Russia To Help Build 2 Nuclear Power Plants In Iran

By Irina Slav

Nuclear Power

Russian experts will help the Atomic Energy Organization of Iran build two 1,000-MW nuclear power plants, Iran’s Energy Minister told media. Construction will start soon, Hamid Chitchian also said, adding that a third joint power plant construction project with Russia, which will have a capacity of 1,400 MW, has already begun.

The announcement is part of deepening ties between Moscow and Tehran, expanding into a growing number of industries, from oil to defense and fisheries. Earlier this year, Russian Energy Minister Alexander Novak said that Russian companies are “keen” on strengthening their ties with Iran, not least in the power plant construction sector. Energy-hungry Iran plans several more such projects, and it’s likely that Russian companies will be among the preferred bidders.

Yesterday, Iran’s ambassador to Russia said in a statement that Tehran would be happy to strengthen bilateral ties further, noting their joint stance on the political situation in the Middle East.
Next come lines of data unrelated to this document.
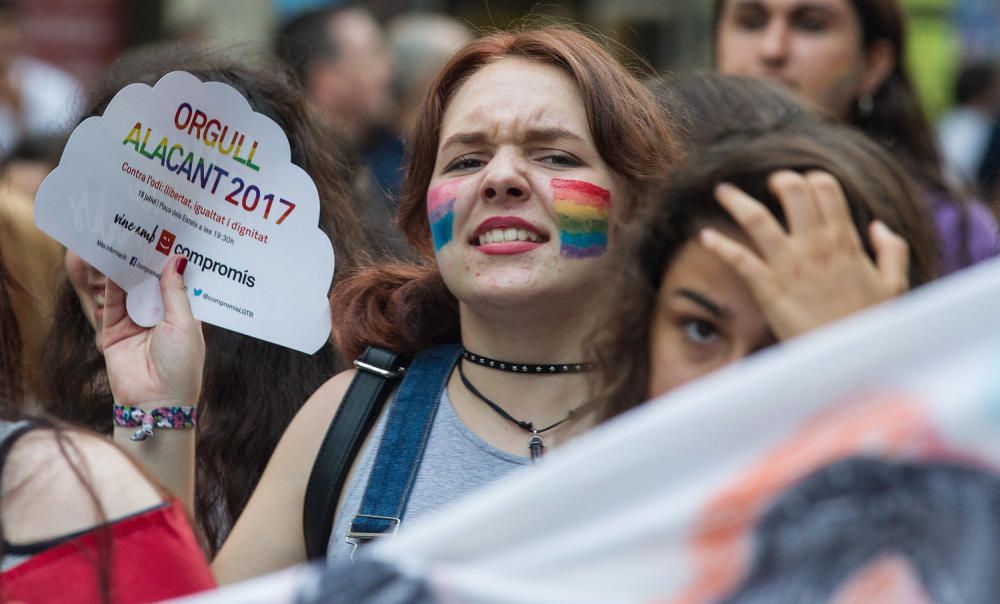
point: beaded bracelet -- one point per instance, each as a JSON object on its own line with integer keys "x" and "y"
{"x": 159, "y": 417}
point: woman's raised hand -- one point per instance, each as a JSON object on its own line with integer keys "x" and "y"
{"x": 161, "y": 365}
{"x": 817, "y": 270}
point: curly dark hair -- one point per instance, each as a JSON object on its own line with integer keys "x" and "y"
{"x": 875, "y": 186}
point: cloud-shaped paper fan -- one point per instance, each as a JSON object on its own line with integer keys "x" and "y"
{"x": 188, "y": 167}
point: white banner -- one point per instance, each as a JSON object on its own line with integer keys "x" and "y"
{"x": 856, "y": 464}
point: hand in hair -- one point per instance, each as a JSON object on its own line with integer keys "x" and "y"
{"x": 158, "y": 366}
{"x": 817, "y": 270}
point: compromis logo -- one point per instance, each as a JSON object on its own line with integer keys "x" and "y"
{"x": 243, "y": 277}
{"x": 166, "y": 240}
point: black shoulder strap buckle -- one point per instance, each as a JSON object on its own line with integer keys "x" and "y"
{"x": 378, "y": 371}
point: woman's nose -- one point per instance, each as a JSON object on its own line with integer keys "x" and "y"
{"x": 504, "y": 179}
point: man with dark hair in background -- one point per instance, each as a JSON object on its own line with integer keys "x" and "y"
{"x": 341, "y": 57}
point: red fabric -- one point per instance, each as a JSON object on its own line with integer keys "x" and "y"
{"x": 153, "y": 556}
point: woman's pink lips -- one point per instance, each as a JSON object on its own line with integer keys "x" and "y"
{"x": 507, "y": 247}
{"x": 506, "y": 222}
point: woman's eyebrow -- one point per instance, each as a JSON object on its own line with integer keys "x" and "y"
{"x": 701, "y": 300}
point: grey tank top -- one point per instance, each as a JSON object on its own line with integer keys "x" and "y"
{"x": 455, "y": 462}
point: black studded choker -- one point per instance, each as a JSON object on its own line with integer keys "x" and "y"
{"x": 530, "y": 368}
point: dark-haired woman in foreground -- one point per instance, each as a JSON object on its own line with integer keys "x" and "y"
{"x": 242, "y": 412}
{"x": 764, "y": 235}
{"x": 532, "y": 146}
{"x": 846, "y": 57}
{"x": 80, "y": 521}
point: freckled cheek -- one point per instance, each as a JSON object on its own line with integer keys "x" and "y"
{"x": 582, "y": 212}
{"x": 441, "y": 202}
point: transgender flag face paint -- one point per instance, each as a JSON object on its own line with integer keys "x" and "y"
{"x": 582, "y": 209}
{"x": 441, "y": 212}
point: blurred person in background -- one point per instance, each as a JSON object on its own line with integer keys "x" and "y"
{"x": 846, "y": 58}
{"x": 964, "y": 131}
{"x": 341, "y": 58}
{"x": 33, "y": 261}
{"x": 421, "y": 44}
{"x": 35, "y": 98}
{"x": 27, "y": 165}
{"x": 243, "y": 412}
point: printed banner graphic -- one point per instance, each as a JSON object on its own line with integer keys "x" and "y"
{"x": 187, "y": 167}
{"x": 857, "y": 464}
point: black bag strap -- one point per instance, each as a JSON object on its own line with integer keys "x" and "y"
{"x": 378, "y": 371}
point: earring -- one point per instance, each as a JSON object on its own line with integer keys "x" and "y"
{"x": 866, "y": 104}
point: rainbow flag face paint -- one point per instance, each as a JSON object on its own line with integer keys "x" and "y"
{"x": 441, "y": 212}
{"x": 582, "y": 209}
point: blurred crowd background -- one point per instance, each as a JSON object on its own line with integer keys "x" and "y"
{"x": 392, "y": 47}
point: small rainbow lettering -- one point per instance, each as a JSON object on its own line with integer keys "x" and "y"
{"x": 582, "y": 209}
{"x": 441, "y": 212}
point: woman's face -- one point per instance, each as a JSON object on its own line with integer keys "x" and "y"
{"x": 812, "y": 46}
{"x": 520, "y": 198}
{"x": 88, "y": 283}
{"x": 705, "y": 318}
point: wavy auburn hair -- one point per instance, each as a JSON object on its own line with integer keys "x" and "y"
{"x": 630, "y": 133}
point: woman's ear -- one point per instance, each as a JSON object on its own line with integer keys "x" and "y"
{"x": 880, "y": 61}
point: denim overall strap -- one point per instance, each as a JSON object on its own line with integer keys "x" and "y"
{"x": 407, "y": 428}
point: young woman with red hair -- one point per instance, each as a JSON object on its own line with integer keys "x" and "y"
{"x": 531, "y": 146}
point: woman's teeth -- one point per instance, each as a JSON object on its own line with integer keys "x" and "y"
{"x": 502, "y": 235}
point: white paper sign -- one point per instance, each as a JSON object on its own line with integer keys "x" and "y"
{"x": 187, "y": 167}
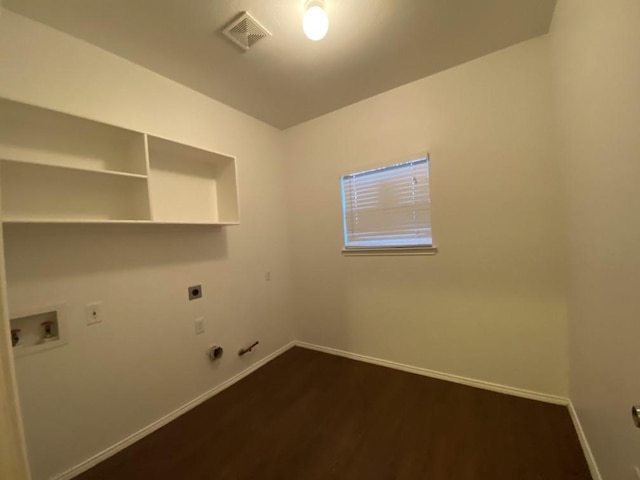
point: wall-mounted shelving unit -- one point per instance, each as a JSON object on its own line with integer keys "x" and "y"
{"x": 58, "y": 168}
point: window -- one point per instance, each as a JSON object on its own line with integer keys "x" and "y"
{"x": 388, "y": 209}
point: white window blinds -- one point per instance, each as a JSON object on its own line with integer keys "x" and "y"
{"x": 388, "y": 207}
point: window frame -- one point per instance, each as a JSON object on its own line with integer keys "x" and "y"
{"x": 383, "y": 250}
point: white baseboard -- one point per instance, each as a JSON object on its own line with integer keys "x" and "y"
{"x": 494, "y": 387}
{"x": 588, "y": 454}
{"x": 121, "y": 445}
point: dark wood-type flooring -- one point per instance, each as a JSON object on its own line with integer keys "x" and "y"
{"x": 312, "y": 416}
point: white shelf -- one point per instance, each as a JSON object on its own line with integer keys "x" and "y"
{"x": 31, "y": 191}
{"x": 59, "y": 169}
{"x": 78, "y": 169}
{"x": 202, "y": 184}
{"x": 36, "y": 135}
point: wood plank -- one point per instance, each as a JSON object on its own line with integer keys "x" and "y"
{"x": 309, "y": 415}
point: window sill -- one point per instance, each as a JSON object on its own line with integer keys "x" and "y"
{"x": 388, "y": 251}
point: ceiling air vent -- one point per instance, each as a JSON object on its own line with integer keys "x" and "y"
{"x": 245, "y": 31}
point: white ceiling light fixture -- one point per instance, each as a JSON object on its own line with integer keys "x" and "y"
{"x": 315, "y": 21}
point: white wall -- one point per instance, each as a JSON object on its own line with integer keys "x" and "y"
{"x": 490, "y": 305}
{"x": 597, "y": 80}
{"x": 144, "y": 360}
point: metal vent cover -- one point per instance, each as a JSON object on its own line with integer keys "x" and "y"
{"x": 245, "y": 31}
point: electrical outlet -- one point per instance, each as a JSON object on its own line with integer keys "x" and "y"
{"x": 199, "y": 322}
{"x": 94, "y": 313}
{"x": 195, "y": 292}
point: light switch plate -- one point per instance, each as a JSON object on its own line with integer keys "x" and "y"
{"x": 199, "y": 323}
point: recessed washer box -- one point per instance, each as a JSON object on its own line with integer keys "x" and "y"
{"x": 38, "y": 329}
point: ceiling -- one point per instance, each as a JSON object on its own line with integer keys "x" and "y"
{"x": 286, "y": 79}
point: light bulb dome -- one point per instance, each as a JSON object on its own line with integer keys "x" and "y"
{"x": 315, "y": 21}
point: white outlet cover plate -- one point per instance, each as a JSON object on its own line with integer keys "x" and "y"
{"x": 94, "y": 313}
{"x": 199, "y": 323}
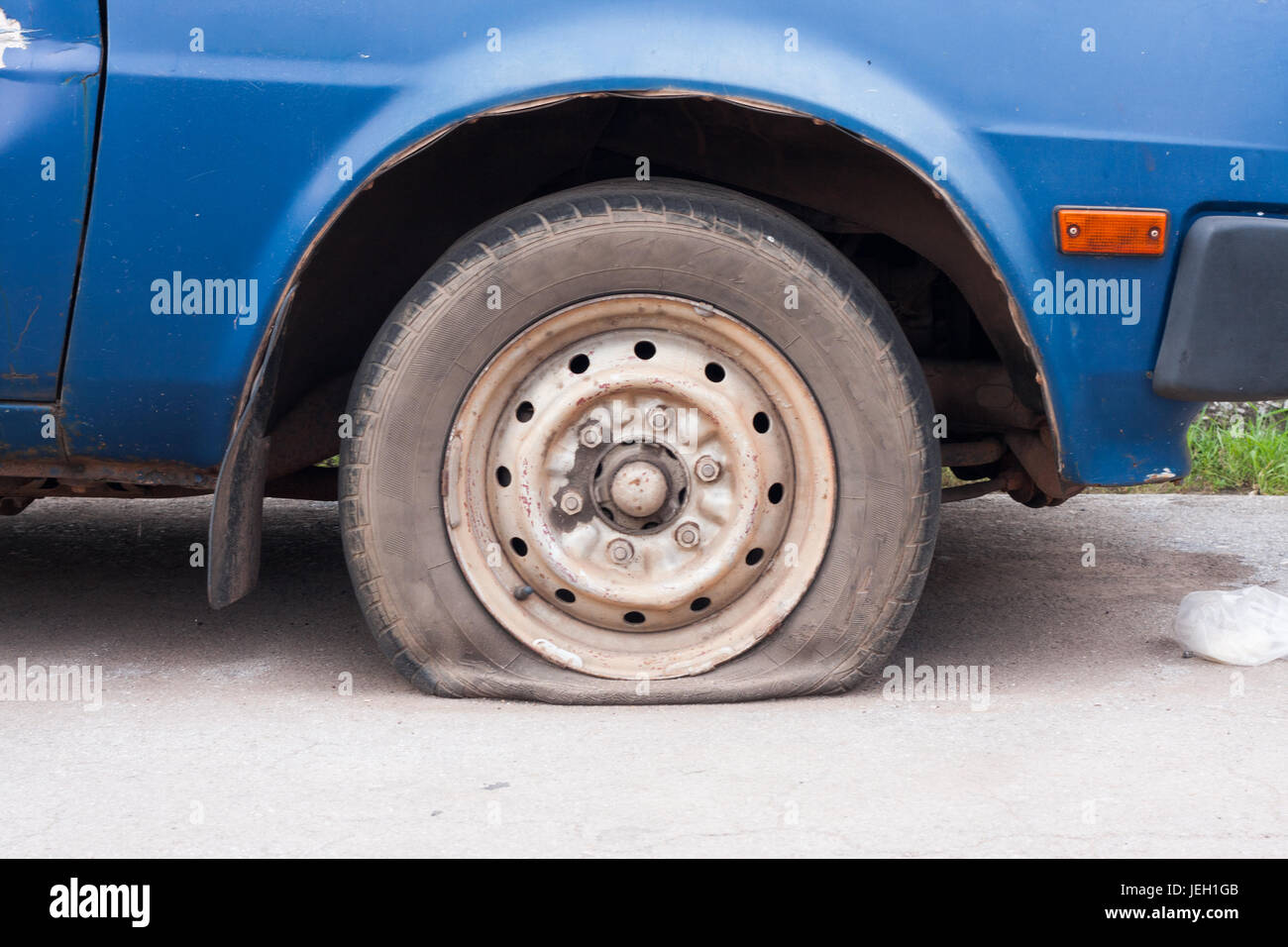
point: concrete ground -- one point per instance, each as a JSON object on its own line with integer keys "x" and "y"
{"x": 230, "y": 733}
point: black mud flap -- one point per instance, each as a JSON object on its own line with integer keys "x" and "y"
{"x": 1227, "y": 335}
{"x": 237, "y": 513}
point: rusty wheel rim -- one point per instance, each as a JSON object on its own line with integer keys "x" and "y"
{"x": 639, "y": 486}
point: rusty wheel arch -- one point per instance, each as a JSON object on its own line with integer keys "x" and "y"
{"x": 804, "y": 163}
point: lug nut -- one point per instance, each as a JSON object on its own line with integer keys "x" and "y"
{"x": 706, "y": 470}
{"x": 688, "y": 535}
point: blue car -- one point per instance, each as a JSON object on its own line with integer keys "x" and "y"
{"x": 642, "y": 331}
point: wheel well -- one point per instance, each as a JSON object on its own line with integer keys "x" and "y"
{"x": 877, "y": 210}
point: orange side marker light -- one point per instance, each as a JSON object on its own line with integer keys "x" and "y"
{"x": 1112, "y": 231}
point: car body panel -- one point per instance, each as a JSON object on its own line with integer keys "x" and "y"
{"x": 224, "y": 163}
{"x": 51, "y": 52}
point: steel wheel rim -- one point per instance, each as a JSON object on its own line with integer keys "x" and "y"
{"x": 639, "y": 487}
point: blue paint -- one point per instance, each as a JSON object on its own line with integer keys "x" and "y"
{"x": 48, "y": 106}
{"x": 222, "y": 163}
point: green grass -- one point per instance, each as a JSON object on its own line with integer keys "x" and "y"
{"x": 1244, "y": 454}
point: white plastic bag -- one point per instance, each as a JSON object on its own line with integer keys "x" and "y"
{"x": 1248, "y": 626}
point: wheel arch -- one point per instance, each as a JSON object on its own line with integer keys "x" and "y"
{"x": 469, "y": 170}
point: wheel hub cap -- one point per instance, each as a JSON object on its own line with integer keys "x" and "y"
{"x": 639, "y": 488}
{"x": 656, "y": 472}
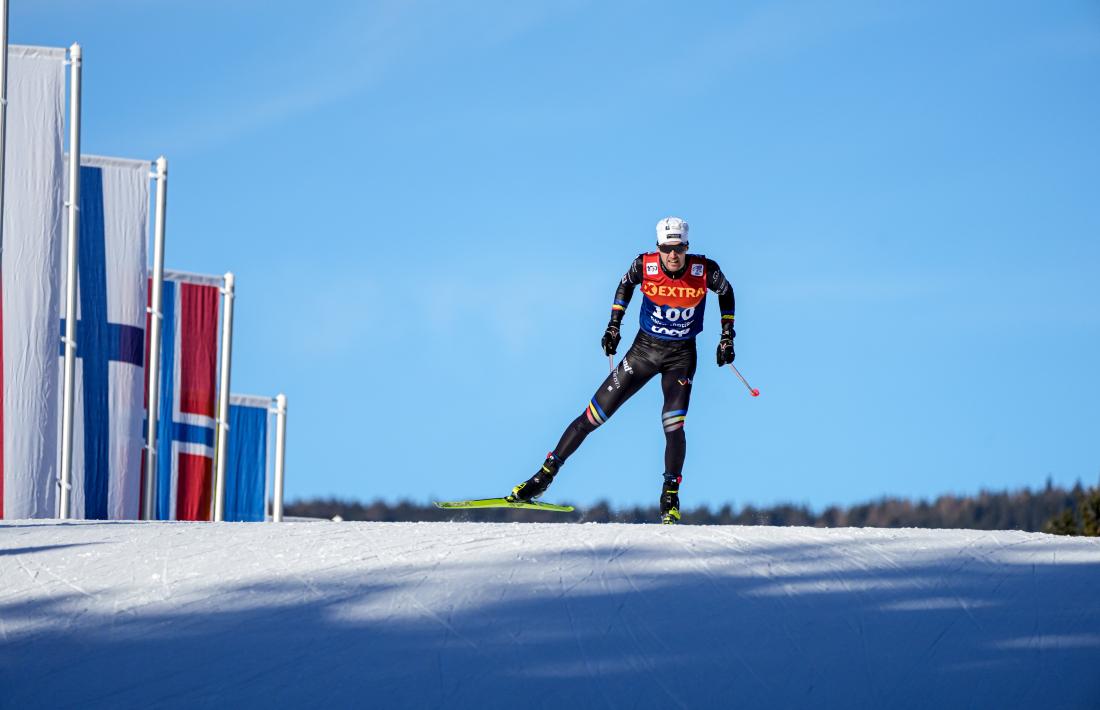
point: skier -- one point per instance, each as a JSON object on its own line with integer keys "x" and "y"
{"x": 673, "y": 285}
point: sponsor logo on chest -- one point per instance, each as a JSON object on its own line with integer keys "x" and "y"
{"x": 663, "y": 291}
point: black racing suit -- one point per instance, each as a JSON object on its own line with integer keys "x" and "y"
{"x": 648, "y": 356}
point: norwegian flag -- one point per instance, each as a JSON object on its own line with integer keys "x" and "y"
{"x": 185, "y": 434}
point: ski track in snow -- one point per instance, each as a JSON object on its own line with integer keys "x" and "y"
{"x": 503, "y": 615}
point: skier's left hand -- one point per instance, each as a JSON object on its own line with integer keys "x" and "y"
{"x": 611, "y": 339}
{"x": 726, "y": 347}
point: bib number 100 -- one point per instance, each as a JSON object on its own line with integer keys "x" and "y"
{"x": 673, "y": 314}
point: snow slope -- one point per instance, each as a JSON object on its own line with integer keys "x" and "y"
{"x": 462, "y": 614}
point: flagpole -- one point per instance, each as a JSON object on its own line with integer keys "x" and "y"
{"x": 76, "y": 57}
{"x": 3, "y": 145}
{"x": 3, "y": 109}
{"x": 279, "y": 456}
{"x": 155, "y": 320}
{"x": 227, "y": 350}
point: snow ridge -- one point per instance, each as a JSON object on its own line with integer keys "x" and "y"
{"x": 458, "y": 614}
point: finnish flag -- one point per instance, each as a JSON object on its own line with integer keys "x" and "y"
{"x": 110, "y": 336}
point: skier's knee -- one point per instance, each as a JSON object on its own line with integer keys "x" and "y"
{"x": 673, "y": 421}
{"x": 594, "y": 414}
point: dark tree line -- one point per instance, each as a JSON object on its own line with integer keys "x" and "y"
{"x": 1052, "y": 510}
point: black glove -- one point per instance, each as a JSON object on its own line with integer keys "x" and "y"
{"x": 726, "y": 346}
{"x": 611, "y": 339}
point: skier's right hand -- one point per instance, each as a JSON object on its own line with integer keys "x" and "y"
{"x": 611, "y": 339}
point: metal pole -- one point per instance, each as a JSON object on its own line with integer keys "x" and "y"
{"x": 227, "y": 351}
{"x": 279, "y": 456}
{"x": 156, "y": 318}
{"x": 64, "y": 493}
{"x": 3, "y": 104}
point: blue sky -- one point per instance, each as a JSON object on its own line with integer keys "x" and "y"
{"x": 428, "y": 206}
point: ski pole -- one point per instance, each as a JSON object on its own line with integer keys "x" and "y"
{"x": 755, "y": 393}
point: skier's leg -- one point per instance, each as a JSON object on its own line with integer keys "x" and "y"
{"x": 627, "y": 378}
{"x": 631, "y": 373}
{"x": 677, "y": 389}
{"x": 675, "y": 385}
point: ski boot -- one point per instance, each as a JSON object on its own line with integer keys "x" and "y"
{"x": 538, "y": 483}
{"x": 670, "y": 500}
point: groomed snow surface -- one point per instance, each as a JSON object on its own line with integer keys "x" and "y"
{"x": 509, "y": 615}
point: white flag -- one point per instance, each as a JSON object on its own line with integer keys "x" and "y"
{"x": 30, "y": 284}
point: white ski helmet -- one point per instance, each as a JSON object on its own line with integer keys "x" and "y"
{"x": 671, "y": 230}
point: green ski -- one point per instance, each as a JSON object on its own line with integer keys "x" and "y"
{"x": 503, "y": 502}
Energy is a big part of this cooperation between Moscow and Tehran. Russian companies are eager to develop Iran’s oil and gas reserves, and Iran is eager to expand its international footprint. In the short term, this cooperation will be mutually beneficial, but in the long run things may change as Iran looks to Europe as a potentially major market for its natural gas. This would mean stepping on Gazprom’s toes, although the state giant recently sealed a cooperation deal with its Iranian counterpart for joint development of local gas deposits.

At the recent visit of Iran’s President Hassan Rouhani to Russia, he and Vladimir Putin stressed the importance of the energy sector in bilateral relations and the possible formation of a free-trade zone spanning Iran and the Eurasian Economic Union: Russia, Belarus, Armenia, Kazakhstan, and Kyrgyzstan.

Political cooperation is also strengthening—Iran and Russia pretty much have only each other to rely on in the Middle East and are bound to continue supporting each other there.